Clinton will receive $500,000 for streetscape improvements including sidewalks, signage, lighting, landscaping for the downtown business district area and the burial of some utility lines. The project will benefit 25 local businesses by making the area, which has not been upgraded in three decades, more attractive and pedestrian friendly.
Deep River will receive $400,000 for improvements to Plattwood Park, the town’s major recreation center. The project includes an ADA-compliant pavilion, bathrooms and associated facilities; ADA-compliant recreation areas for the handicapped; sports fields and a walking trail.
Glastonbury will receive $250,000 for public access and parking to four open space parcels (the former Arbor Acres, Grayledge, Longo Farm and Slocumb properties) that were recently acquired by the town. The project provides greater access for passive recreation including hiking, walking and cross-country skiing, and expands the inventory of trails available for public use. Two additional parking and access points will be added to the Shenipsit Trail; public access points will be added to the Flat Brook Open Space Acquisition (part of the Arbor Acres parcel), which was acquired with state assistance; and access will be provided to the state-stocked Roaring Brook for fishing. The project supports and furthers several of the priorities identified in the State Conservation and Development Plan.

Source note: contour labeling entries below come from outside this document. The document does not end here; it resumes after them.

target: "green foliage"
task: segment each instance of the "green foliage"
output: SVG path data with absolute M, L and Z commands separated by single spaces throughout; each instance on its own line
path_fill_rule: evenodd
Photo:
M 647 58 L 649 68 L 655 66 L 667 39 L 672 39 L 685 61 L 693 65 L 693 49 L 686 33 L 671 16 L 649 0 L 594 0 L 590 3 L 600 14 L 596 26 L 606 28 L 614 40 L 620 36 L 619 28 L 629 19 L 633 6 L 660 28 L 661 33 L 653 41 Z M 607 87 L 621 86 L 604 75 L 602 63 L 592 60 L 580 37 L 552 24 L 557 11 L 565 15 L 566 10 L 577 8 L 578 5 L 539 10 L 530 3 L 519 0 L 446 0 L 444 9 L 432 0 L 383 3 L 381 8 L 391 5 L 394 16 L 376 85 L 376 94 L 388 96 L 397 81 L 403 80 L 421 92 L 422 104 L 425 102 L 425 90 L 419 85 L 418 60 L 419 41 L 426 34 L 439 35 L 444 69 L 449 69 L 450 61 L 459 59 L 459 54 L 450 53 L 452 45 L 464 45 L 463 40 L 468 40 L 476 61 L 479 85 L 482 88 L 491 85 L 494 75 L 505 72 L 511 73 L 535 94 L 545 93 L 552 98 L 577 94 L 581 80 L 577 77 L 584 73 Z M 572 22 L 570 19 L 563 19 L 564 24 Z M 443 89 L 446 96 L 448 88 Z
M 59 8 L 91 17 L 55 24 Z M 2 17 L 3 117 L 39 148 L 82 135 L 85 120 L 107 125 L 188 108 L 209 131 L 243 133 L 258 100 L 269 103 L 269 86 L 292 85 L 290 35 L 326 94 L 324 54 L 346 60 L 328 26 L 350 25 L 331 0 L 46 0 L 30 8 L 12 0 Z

Montville will receive $250,000 for sidewalks along Chesterfield Road. The project will include a new sidewalk and amenities to provide safe pedestrian connections between Montville High School and Leonard J. Tyl Middle School. In addition, the project will provide connections by crosswalks and trails to the Fair Oaks Community Center and the Montville Conservation Center.
Seymour will receive $168,000 for phase III of the town sidewalk replacement for various town roads to improve pedestrian safety.

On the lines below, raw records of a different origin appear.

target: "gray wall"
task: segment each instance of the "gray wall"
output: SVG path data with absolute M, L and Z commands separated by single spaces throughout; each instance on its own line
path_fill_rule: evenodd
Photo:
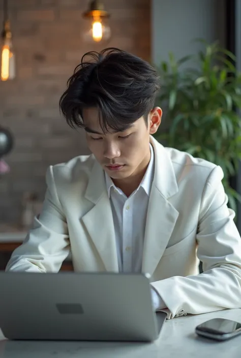
M 177 58 L 195 53 L 200 44 L 193 40 L 225 43 L 224 0 L 153 0 L 153 61 L 168 59 L 169 51 Z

Wallingford will receive $181,000 for the design and construction of roadway and parking improvements to Veterans Memorial Park. The project will reconfigure the roadway and create additional parking while improving vehicular and pedestrian safety. The project also includes related site work and landscaping.
Westbrook will receive $500,000 for phase II of the Town Center Enhancement Project, which includes the design and construction of a municipal parking lot and relocating Knothe Road. This is the final phase of the project and is a part of a comprehensive plan to enhance the economic and social value of the town center by creating a compact, walkable, transit-oriented village center. The phase II improvements will enable implementation of shared parking to the rear of existing buildings to more effectively serve local businesses, improve overall circulation within the town center and create development opportunities through efficiencies gained by reconfigured, multi-use parking.